The Seattle Seahawks’ DK Metcalf catches Russell Wilson’s game-winning touchdown pass as the Minnesota Vikings’ Anthony Harris defends Sunday in Seattle. (John Froschauer / Associated Press)

The Seattle Seahawks’ DK Metcalf catches Russell Wilson’s game-winning touchdown pass as the Minnesota Vikings’ Anthony Harris defends Sunday in Seattle. (John Froschauer / Associated Press)

The 2020 Seahawks are putting on one heck of a show for fans

After the latest last-second win, a bye week gives fans — and this sportswriter — a chance to decompress.

There’s been a lot to appreciate about the Seattle Seahawks since I began covering the team in 2015.

I appreciated the defensive excellence of the Legion of Boom, which I got to see at the tail end of its prime. I’ve appreciated the wizardry of quarterback Russell Wilson, who may be the most remarkable athlete I’ve ever had the pleasure to cover. I’ve appreciated Seattle’s sustained success of posting winning records in each of those seasons, something that’s not easy to do in a draft-and-salary-cap world.

But I think what I’ve appreciated most is the entertainment value.

The Seahawks once again gave observers their full money’s worth and more in Sunday night’s dramatic 27-26 victory over the Minnesota Vikings at CenturyLink Field, and if there’s one thing we can depend upon it’s that Seattle will make sure we stay tuned in until the final second ticks off.

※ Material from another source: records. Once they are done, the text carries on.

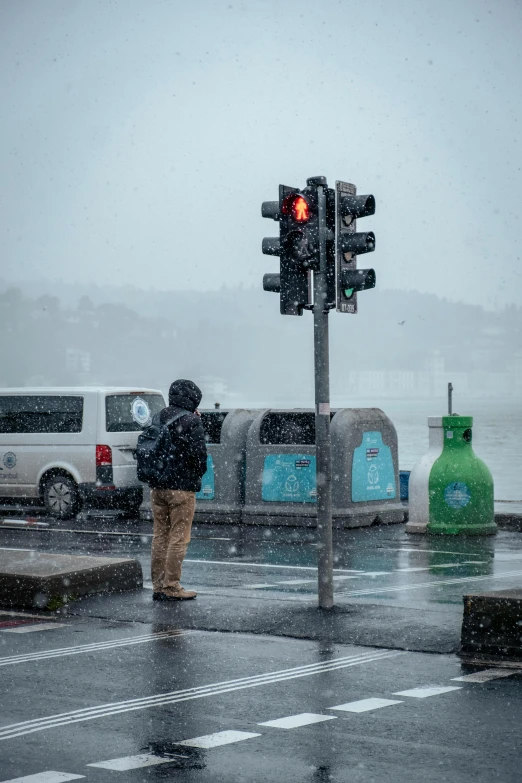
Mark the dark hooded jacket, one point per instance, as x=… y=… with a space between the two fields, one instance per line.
x=188 y=437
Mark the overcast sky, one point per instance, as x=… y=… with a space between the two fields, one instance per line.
x=139 y=137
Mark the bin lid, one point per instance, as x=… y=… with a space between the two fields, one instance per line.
x=457 y=422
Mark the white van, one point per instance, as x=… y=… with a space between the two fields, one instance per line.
x=73 y=446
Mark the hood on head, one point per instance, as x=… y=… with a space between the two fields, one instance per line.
x=185 y=394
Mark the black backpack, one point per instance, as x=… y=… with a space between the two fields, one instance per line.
x=155 y=451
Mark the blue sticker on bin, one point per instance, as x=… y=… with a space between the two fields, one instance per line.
x=289 y=478
x=457 y=495
x=208 y=486
x=373 y=475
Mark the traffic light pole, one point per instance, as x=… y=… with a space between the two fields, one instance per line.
x=322 y=416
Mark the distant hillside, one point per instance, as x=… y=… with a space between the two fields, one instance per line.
x=234 y=339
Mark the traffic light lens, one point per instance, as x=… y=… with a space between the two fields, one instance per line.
x=298 y=207
x=300 y=210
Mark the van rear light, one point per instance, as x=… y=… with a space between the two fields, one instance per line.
x=103 y=456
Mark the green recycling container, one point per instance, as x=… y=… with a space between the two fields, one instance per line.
x=460 y=485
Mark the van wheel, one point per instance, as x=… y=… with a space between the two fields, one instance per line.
x=61 y=497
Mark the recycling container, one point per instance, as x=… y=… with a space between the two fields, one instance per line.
x=365 y=487
x=222 y=493
x=451 y=489
x=281 y=484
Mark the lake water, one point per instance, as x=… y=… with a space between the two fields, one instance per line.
x=497 y=437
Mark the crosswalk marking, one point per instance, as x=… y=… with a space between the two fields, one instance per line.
x=294 y=721
x=219 y=738
x=134 y=762
x=486 y=674
x=45 y=777
x=34 y=627
x=365 y=705
x=92 y=647
x=102 y=710
x=429 y=690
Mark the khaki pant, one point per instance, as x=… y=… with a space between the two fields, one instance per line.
x=173 y=512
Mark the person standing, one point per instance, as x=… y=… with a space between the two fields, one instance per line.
x=174 y=502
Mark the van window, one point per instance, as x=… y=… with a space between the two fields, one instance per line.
x=131 y=412
x=41 y=413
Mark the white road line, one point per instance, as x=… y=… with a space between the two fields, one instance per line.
x=486 y=675
x=294 y=721
x=436 y=551
x=430 y=690
x=219 y=738
x=375 y=573
x=294 y=582
x=247 y=564
x=365 y=705
x=440 y=565
x=104 y=710
x=93 y=647
x=34 y=627
x=135 y=762
x=13 y=549
x=259 y=587
x=45 y=777
x=456 y=581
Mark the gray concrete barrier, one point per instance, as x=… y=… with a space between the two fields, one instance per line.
x=47 y=581
x=492 y=627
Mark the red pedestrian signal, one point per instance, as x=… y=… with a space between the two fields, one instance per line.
x=297 y=207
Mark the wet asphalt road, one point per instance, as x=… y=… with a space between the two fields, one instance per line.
x=136 y=683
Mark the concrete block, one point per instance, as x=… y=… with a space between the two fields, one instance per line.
x=42 y=580
x=492 y=626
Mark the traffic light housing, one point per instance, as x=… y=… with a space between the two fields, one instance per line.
x=350 y=244
x=297 y=246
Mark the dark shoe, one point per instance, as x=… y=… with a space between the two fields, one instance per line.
x=181 y=595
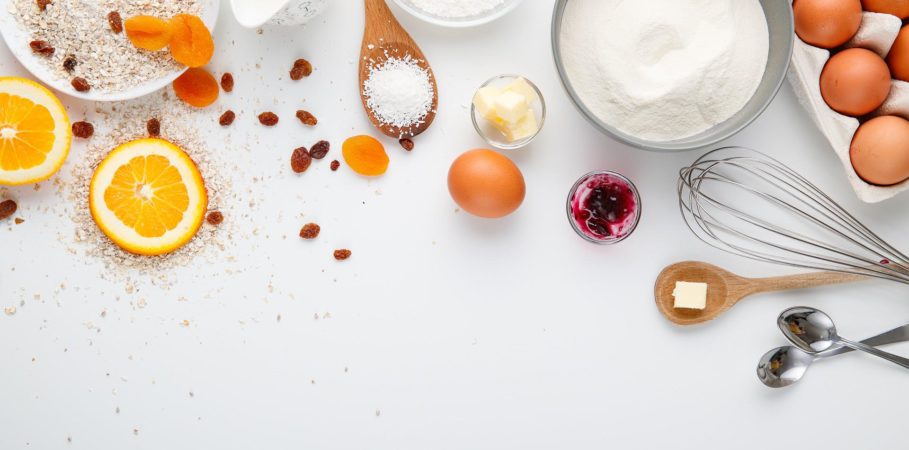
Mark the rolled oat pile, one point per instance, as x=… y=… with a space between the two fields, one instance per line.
x=83 y=37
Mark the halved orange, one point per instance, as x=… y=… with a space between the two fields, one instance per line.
x=148 y=197
x=35 y=132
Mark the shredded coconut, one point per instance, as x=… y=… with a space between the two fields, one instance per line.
x=107 y=60
x=665 y=69
x=457 y=9
x=399 y=92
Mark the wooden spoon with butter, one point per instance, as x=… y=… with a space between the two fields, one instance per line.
x=725 y=289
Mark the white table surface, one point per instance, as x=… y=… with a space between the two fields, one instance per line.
x=443 y=331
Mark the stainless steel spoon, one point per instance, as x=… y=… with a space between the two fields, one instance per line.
x=784 y=366
x=813 y=331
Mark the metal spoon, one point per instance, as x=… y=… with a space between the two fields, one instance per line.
x=784 y=366
x=814 y=331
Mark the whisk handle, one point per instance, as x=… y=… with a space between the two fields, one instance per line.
x=803 y=280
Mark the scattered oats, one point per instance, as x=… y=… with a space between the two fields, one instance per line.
x=125 y=121
x=80 y=28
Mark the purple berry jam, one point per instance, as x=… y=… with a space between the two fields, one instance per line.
x=604 y=207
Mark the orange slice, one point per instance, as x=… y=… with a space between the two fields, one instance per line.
x=35 y=133
x=148 y=197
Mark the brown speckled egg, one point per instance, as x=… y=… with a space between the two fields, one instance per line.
x=855 y=82
x=486 y=184
x=880 y=150
x=899 y=8
x=898 y=58
x=827 y=23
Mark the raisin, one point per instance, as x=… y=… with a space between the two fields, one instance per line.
x=83 y=129
x=307 y=118
x=215 y=218
x=7 y=209
x=80 y=84
x=227 y=82
x=41 y=47
x=115 y=21
x=302 y=68
x=320 y=149
x=269 y=119
x=196 y=87
x=227 y=118
x=300 y=160
x=154 y=127
x=69 y=63
x=310 y=231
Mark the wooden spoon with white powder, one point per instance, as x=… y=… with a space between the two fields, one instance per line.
x=397 y=86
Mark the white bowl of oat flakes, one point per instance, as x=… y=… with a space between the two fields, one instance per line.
x=79 y=30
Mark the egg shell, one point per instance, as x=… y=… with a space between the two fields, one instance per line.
x=898 y=58
x=827 y=23
x=880 y=150
x=899 y=8
x=855 y=82
x=486 y=184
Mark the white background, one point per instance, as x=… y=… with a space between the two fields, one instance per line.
x=443 y=331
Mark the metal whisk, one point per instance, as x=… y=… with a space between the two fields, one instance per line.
x=749 y=204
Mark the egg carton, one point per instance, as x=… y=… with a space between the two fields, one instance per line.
x=877 y=33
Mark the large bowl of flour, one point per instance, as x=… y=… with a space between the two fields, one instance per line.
x=672 y=75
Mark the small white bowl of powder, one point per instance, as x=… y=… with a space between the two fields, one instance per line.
x=458 y=13
x=672 y=75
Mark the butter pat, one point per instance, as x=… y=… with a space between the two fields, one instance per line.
x=485 y=100
x=521 y=87
x=690 y=295
x=509 y=109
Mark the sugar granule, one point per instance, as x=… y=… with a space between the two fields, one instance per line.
x=80 y=30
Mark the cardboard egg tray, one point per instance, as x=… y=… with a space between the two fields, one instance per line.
x=877 y=33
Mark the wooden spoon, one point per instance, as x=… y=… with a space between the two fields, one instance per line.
x=383 y=38
x=725 y=289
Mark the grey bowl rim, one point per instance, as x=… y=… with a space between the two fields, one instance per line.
x=655 y=146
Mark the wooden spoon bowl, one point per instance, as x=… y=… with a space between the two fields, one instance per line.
x=385 y=38
x=725 y=289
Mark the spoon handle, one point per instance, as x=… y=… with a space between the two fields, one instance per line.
x=899 y=334
x=879 y=353
x=803 y=280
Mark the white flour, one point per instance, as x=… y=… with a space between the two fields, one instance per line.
x=664 y=69
x=399 y=92
x=456 y=9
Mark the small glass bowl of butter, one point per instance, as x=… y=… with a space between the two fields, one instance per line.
x=508 y=111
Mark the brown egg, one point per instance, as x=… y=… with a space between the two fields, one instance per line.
x=898 y=59
x=486 y=184
x=899 y=8
x=827 y=23
x=880 y=150
x=855 y=82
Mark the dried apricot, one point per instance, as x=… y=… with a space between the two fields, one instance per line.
x=148 y=32
x=191 y=44
x=365 y=155
x=196 y=87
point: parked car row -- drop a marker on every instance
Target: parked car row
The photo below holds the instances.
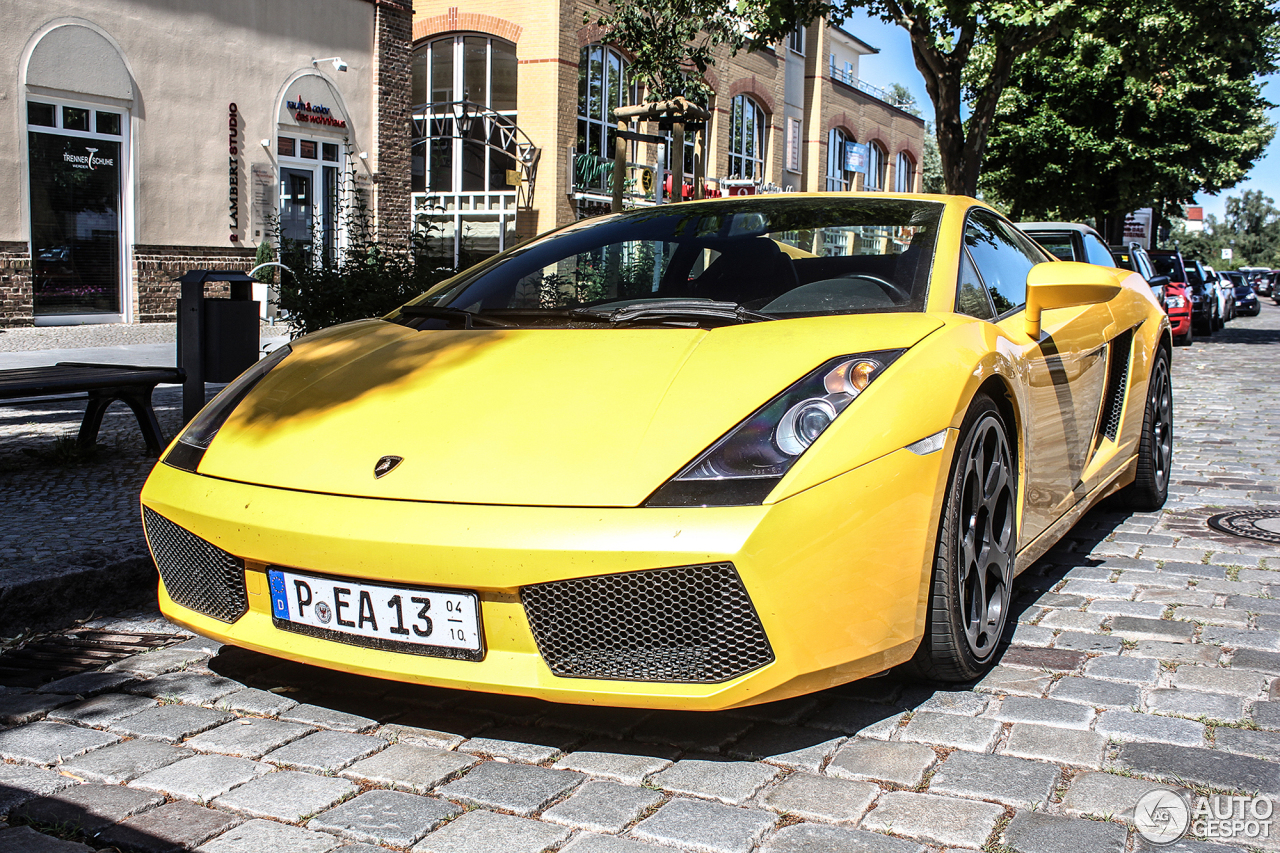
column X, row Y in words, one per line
column 1197, row 299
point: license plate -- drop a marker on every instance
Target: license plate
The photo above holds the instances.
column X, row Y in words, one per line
column 439, row 623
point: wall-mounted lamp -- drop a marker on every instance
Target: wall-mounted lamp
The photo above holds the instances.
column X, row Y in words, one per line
column 338, row 64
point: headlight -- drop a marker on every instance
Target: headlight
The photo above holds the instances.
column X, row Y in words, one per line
column 744, row 465
column 200, row 432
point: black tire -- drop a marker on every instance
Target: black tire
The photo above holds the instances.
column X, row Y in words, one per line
column 976, row 548
column 1150, row 488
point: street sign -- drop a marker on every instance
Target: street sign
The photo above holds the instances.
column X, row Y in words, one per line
column 855, row 156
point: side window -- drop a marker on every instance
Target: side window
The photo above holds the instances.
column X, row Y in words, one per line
column 970, row 295
column 1096, row 252
column 1002, row 260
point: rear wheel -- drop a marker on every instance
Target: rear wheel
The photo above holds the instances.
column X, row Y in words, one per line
column 973, row 565
column 1150, row 488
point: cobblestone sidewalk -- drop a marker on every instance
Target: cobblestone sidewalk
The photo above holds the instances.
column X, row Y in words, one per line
column 1146, row 653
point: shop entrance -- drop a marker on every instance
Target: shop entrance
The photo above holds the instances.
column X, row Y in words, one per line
column 297, row 208
column 76, row 223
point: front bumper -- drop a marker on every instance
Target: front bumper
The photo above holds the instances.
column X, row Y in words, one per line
column 837, row 574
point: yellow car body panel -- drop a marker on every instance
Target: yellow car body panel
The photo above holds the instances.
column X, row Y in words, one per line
column 529, row 455
column 840, row 607
column 478, row 422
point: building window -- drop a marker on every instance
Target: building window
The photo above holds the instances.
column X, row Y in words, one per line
column 465, row 150
column 904, row 173
column 839, row 179
column 602, row 87
column 795, row 41
column 746, row 140
column 309, row 199
column 794, row 129
column 76, row 168
column 876, row 162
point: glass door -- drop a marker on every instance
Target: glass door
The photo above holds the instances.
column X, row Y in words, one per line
column 297, row 213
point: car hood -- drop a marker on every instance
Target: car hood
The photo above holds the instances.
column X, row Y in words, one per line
column 520, row 416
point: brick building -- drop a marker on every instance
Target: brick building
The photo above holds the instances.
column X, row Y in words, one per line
column 147, row 137
column 512, row 129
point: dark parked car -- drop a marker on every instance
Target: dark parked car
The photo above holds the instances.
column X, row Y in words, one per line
column 1246, row 300
column 1069, row 241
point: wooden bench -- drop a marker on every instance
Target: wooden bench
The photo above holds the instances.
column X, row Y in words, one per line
column 104, row 383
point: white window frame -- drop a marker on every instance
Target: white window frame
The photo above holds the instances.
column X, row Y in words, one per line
column 794, row 132
column 796, row 40
column 876, row 163
column 341, row 238
column 837, row 178
column 126, row 278
column 743, row 109
column 457, row 205
column 904, row 179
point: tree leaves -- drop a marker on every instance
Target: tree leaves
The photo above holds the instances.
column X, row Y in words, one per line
column 1144, row 103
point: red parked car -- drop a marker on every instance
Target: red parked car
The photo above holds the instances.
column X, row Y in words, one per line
column 1171, row 295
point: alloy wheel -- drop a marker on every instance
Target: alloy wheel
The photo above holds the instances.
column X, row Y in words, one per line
column 986, row 534
column 1161, row 423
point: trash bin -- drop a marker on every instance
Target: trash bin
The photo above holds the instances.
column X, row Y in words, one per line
column 218, row 340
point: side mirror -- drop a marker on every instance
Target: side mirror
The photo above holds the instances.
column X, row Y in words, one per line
column 1065, row 284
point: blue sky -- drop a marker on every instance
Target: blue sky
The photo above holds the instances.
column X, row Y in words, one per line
column 894, row 64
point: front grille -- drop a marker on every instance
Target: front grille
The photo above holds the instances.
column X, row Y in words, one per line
column 199, row 575
column 689, row 624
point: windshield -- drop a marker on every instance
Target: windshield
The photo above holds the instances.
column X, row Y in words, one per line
column 773, row 256
column 1057, row 245
column 1169, row 265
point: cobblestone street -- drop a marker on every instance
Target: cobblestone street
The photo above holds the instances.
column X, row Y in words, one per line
column 1146, row 653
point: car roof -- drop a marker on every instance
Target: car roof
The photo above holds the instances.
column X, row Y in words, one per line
column 1059, row 226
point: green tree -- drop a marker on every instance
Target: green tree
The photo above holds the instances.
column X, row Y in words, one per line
column 1249, row 228
column 672, row 39
column 1104, row 123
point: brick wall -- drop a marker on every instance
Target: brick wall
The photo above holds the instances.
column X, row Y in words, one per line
column 16, row 299
column 156, row 267
column 393, row 56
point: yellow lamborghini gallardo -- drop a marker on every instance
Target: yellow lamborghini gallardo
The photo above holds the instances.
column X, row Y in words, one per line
column 690, row 456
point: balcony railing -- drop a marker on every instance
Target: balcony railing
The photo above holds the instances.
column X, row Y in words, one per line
column 874, row 91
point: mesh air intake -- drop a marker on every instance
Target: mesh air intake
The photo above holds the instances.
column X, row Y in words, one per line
column 196, row 574
column 688, row 624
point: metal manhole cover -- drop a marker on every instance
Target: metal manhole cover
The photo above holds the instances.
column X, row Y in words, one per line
column 1251, row 524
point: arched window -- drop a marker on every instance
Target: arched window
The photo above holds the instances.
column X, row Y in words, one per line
column 904, row 173
column 839, row 179
column 876, row 163
column 464, row 87
column 746, row 140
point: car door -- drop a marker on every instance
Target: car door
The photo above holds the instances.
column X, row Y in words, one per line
column 1065, row 372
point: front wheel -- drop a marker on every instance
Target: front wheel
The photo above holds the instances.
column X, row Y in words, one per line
column 1150, row 487
column 973, row 564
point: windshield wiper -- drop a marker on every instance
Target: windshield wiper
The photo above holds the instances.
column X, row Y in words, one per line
column 469, row 319
column 685, row 309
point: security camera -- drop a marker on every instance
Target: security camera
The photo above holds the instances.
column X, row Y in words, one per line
column 337, row 62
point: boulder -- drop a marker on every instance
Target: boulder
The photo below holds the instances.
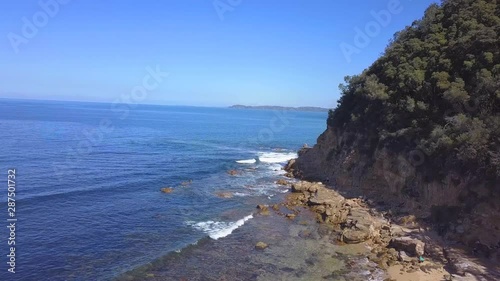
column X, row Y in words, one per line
column 403, row 257
column 409, row 245
column 282, row 182
column 351, row 236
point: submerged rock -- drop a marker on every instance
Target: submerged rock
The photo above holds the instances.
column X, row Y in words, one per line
column 282, row 182
column 167, row 190
column 410, row 245
column 261, row 246
column 224, row 194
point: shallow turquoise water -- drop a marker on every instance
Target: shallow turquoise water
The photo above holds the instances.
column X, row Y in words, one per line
column 89, row 205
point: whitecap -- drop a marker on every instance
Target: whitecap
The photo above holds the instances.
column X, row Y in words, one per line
column 275, row 157
column 217, row 229
column 248, row 161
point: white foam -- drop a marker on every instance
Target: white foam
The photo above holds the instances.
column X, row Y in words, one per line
column 217, row 229
column 276, row 157
column 249, row 161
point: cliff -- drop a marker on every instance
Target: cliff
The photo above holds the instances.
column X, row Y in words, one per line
column 420, row 128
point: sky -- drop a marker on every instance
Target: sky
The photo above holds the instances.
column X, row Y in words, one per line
column 216, row 52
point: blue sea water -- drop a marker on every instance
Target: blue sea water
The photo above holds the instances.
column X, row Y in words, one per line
column 88, row 180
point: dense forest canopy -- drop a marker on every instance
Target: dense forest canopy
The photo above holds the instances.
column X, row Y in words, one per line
column 436, row 88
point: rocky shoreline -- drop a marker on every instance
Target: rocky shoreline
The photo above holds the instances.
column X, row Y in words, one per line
column 407, row 248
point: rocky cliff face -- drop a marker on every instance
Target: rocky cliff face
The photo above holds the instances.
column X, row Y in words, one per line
column 461, row 206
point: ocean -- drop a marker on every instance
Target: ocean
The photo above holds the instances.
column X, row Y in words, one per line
column 88, row 180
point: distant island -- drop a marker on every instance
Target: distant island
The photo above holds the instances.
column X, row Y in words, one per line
column 272, row 107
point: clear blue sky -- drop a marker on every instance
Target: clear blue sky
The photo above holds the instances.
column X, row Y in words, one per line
column 276, row 52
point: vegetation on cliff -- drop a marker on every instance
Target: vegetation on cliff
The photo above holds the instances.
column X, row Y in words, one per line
column 436, row 89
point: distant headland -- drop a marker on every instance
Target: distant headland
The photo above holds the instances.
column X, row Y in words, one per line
column 272, row 107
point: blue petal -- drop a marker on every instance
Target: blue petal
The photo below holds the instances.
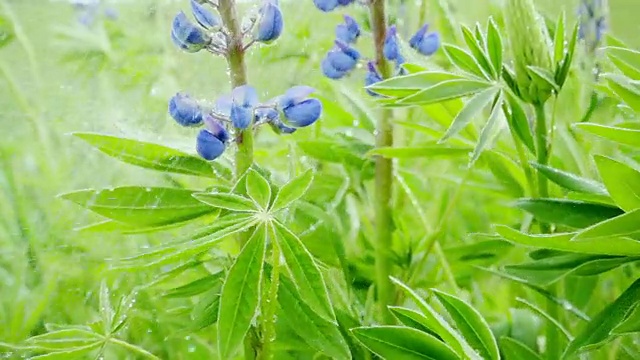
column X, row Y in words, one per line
column 271, row 23
column 245, row 95
column 295, row 95
column 330, row 71
column 417, row 37
column 241, row 116
column 304, row 113
column 203, row 16
column 185, row 110
column 429, row 44
column 216, row 128
column 326, row 5
column 208, row 146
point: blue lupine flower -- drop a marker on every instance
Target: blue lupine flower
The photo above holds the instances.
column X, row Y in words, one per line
column 372, row 77
column 298, row 108
column 243, row 100
column 204, row 16
column 326, row 5
column 271, row 22
column 186, row 35
column 185, row 110
column 340, row 61
column 424, row 42
column 391, row 48
column 208, row 145
column 216, row 128
column 349, row 31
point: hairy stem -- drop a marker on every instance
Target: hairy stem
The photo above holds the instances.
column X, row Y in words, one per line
column 542, row 148
column 383, row 175
column 238, row 74
column 244, row 138
column 270, row 304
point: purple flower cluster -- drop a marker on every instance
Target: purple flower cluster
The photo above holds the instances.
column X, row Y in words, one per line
column 241, row 109
column 343, row 58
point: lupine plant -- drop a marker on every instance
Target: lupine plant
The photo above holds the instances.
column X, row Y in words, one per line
column 460, row 195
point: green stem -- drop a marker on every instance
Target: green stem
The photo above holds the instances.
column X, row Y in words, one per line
column 238, row 74
column 383, row 175
column 270, row 305
column 542, row 148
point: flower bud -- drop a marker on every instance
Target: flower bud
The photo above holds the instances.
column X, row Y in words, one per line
column 349, row 31
column 372, row 77
column 271, row 22
column 204, row 17
column 185, row 110
column 186, row 35
column 243, row 99
column 326, row 5
column 216, row 128
column 530, row 45
column 424, row 42
column 340, row 61
column 391, row 48
column 298, row 108
column 208, row 145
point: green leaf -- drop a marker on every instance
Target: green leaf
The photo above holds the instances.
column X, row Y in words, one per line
column 494, row 44
column 515, row 350
column 563, row 242
column 406, row 85
column 429, row 151
column 196, row 287
column 395, row 342
column 476, row 49
column 622, row 181
column 571, row 181
column 599, row 330
column 316, row 331
column 138, row 205
column 471, row 324
column 412, row 318
column 292, row 191
column 518, row 122
column 625, row 225
column 463, row 60
column 471, row 109
column 571, row 213
column 439, row 325
column 543, row 77
column 258, row 189
column 446, row 90
column 305, row 273
column 626, row 91
column 70, row 353
column 488, row 131
column 631, row 323
column 154, row 156
column 620, row 135
column 240, row 294
column 227, row 201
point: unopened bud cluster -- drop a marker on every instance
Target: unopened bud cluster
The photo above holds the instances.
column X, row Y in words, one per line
column 242, row 108
column 343, row 58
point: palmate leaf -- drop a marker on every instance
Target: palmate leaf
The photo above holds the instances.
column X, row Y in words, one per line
column 396, row 342
column 141, row 206
column 154, row 156
column 599, row 329
column 240, row 294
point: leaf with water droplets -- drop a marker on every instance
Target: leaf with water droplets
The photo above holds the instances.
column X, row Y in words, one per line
column 142, row 206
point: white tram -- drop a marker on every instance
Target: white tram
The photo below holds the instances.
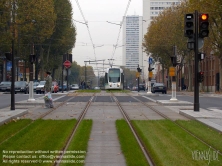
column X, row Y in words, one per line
column 114, row 78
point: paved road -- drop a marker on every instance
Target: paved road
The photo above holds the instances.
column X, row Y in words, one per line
column 208, row 102
column 5, row 98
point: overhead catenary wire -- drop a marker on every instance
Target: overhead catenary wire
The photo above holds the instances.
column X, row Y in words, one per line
column 115, row 46
column 86, row 23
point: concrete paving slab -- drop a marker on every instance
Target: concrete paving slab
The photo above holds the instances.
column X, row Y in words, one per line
column 201, row 114
column 210, row 118
column 178, row 102
column 7, row 115
column 103, row 145
column 212, row 123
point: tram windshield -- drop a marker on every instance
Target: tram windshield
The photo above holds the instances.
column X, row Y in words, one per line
column 114, row 75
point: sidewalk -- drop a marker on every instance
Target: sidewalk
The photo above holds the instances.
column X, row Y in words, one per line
column 212, row 118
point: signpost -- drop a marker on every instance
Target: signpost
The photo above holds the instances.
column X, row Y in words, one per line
column 67, row 64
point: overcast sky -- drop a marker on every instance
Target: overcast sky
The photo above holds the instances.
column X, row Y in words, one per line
column 104, row 35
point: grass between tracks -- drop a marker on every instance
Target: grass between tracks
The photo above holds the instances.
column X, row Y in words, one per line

Sunday’s victory saw Seattle become the first team in the NFL to reach 5-0. But this has not been a case of a juggernaut flattening the competition like a herd of kindergartners stomping over a field of dandelions. No, the Seahawks have established that no lead is safe, and no deficit is too big to overcome.

Of Seattle’s five victories this season, four have been decided by a single score. Not only have they been close, three of them featured touchdowns being scored in the game’s final two minutes, and two of them were decided on what was effectively the game’s final play.

This is no new phenomenon for the Seahawks. Since 2015 Seattle has played 92 games, including the regular season and playoffs. Of those 92, 58 were decided by one score. By this measure, 63% of Seattle’s games could have gone either way.

This trend has only gotten stronger over time. In 2015 and 2016 exactly half of the Seahawks’ games were decided by one score. In 2017 that increased to 63% (10 of 16). In 2018 it was 71% (12 of 17). In 2019 it reached 78% (14 of 18). Through five games this season it’s all the way up to 80%. This team’s games just get more exciting.

And Seattle’s proficiency in these close games also is ascending at a rapid rate. From 2015-18 the Seahawks went 17-22-1 in one-score games. But last season Seattle was 11-3, tying the NFL record for most victories by one score in a single season, and of course this season the Seahawks are a perfect 4-0.

At the end of Seahawks games, because of the anxious energy expended, I often find my head spinning at 100 mph while I pound out my stories, only to collapse from exhaustion the moment the last one is filed. That’s for someone who’s primary stake in the game is that it finishes in a reasonable time and therefore doesn’t create any additional deadline pressure. I have no clue how Seahawks coach Pete Carroll, at 69 years old, has avoided a nervous breakdown.

After Sunday’s game Carroll was asked why he enjoys the close ones. His answer: “Why is that? Because it’s so much freaking fun!

“But it’s way more than that,” Carroll continued. “One, I like to feel like I felt in that fourth quarter, where I was chill about the whole thing, so I can think clearly, operate well, function well for these guys and do whatever I can to contribute. That’s to expect those situations can arise, so you’re comfortable. That’s part of it. But we’re making memories, y’know. We’re making memories. These are memorable situations. That’s the two.

“Another thing is the experience these guys have, it just fortifies why they believe. It just adds on and adds on to why they should keep hanging in and fighting tough and outlasting people that we’re playing, because when you finish you have to outlast the other guys. That’s what our guys understand, and they know it, and they’re developing a discipline based on the experience and confidence they’re getting, because that’s all we’ve been doing for five weeks now. It’s just going to make us that much stronger facing whatever the odds are or the issues are coming down the road. This is all just a process of building the mentality of a really successful team. These guys are doing everything, they have all the stories we need right now, and we’ll keep building.”

Does winning games repeatedly by close margins make for a championship team? I’m not so sure about that. There’s something to be said about a team that has the type of superior quality that allows it to blow the competition off the field. If one looks at the Super Bowl winners over that same period since 2015, only one of the five — the 2015 Denver Broncos — played one-score games in even as many as half its contests.

But one thing I can say with certainty is that with the Seahawks entering their bye week, there will be a massive void next weekend. That weekly dose of captivation will be missed.